Pancatantra menyebar luas ke seluruh dunia. Tidak hanya ke dunia timur saja, namun juga ke dunia barat. Salah satu naskah karya sastra kuno ini, kata Soekatno, diperkirakan sebagai karya yang paling banyak diterjemahkan selain Alkitab. Dalam bahasa Parsi disebut dengan Karataka wa Damanaka, sementara gubahan dalam bahasa Arab disebut dengan Kalilaq wa Damanaq (Hikayat Kalilah dan Daminah).

Sebagian besar naskah Kidung Tantri Kediri diperkirakan digubah di Karangasem atau di Klungkung antara tahun 1551 dan 1699. Saat itu adalah masa keemasan sastra Jawa-Bali di keraton Gelgel dan Klungkung, Bali.

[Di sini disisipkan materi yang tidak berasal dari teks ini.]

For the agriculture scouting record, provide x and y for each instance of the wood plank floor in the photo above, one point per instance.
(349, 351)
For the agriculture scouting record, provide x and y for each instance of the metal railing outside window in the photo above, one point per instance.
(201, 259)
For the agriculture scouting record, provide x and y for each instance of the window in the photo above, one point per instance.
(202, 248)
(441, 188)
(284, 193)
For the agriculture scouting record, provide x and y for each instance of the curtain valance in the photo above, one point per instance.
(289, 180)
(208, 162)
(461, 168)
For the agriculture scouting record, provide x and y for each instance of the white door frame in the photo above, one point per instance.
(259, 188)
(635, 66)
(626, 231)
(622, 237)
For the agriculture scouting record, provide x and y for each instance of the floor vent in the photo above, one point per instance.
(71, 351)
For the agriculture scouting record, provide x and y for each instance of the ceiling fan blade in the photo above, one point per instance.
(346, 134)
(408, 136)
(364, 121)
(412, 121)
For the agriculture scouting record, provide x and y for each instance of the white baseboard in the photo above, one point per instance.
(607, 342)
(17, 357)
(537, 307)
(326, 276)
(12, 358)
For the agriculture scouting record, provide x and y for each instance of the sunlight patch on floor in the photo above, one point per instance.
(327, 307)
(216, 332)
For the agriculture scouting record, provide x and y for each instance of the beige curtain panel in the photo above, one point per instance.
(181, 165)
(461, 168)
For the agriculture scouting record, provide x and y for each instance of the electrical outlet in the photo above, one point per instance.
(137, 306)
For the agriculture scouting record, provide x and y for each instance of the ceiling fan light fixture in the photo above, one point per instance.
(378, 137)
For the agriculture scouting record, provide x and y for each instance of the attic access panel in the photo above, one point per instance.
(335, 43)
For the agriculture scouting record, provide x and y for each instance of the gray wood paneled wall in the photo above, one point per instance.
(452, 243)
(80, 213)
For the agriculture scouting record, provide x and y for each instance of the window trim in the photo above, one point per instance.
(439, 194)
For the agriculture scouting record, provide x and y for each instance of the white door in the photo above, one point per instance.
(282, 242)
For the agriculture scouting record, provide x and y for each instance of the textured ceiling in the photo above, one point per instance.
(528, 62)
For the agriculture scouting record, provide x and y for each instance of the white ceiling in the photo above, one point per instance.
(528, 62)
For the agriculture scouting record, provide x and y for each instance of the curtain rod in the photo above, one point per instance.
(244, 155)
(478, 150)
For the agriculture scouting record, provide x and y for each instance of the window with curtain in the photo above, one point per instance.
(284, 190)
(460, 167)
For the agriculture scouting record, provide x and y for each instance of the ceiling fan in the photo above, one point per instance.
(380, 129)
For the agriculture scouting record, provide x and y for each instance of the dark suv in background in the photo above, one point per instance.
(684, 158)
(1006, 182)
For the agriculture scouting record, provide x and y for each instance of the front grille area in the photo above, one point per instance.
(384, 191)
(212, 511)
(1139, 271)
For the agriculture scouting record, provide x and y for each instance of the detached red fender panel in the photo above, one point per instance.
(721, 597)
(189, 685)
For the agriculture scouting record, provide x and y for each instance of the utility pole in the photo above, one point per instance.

Jauh sebelum era demokrasi dengan gembar-gembor penegakan hukum untuk semua rakyat, kidung ini telah mengingatkan tentang sulitnya mencari keadilan lantaran kelaliman penegak hukum: Tinon de bagawan Basubagan gumawe sangsipteki ika sang pragiwaka paksa pati papa pinanggih. Ini disaksikan oleh bagawan Basubagan yang membuat seloka: “Seorang hakim yang berpihak akan menjumpai musibah.”

Nyanyian-nyanyian Mazmur tidak hanya terdengar syahdu di sinagog-sinagog Yahudi, namun juga menggema di seluruh pelosok dunia, dalam anega-ragam budaya, menyuarakan kemurnian hati nurani. Di mana pun tempatnya Sang Maha Bijak selalu berkarya dengan menurunkan orang-orang yang memiliki totalitas mendarmabaktikan seluruh hidupnya untuk turut mempercantik dunia.

Karya Sang Maha Indah di Nusantara diwujudkan dalam rangkaian kata-kata yang penuh hikmat yang dipatrikan dalam hati para resi dan para empu, yang juga abadi hingga kini. Terbukti bahwa Hikmat-Nya tidak menjadi monopoli sebuah bangsa saja, bukan hanya untuk Arab, bukan hanya untuk Cina, bukan hanya untuk India. Dia hadir di semua tempat, termasuk di Nusantara kita.

Hikmat berseru nyaring di jalan-jalan, di lapangan-lapangan ia memperdengarkan suaranya, di atas tembok-tembok ia berseru-seru, di depan pintu-pintu gerbang kota ia mengucapkan kata-katanya (Amsal 1:20-21).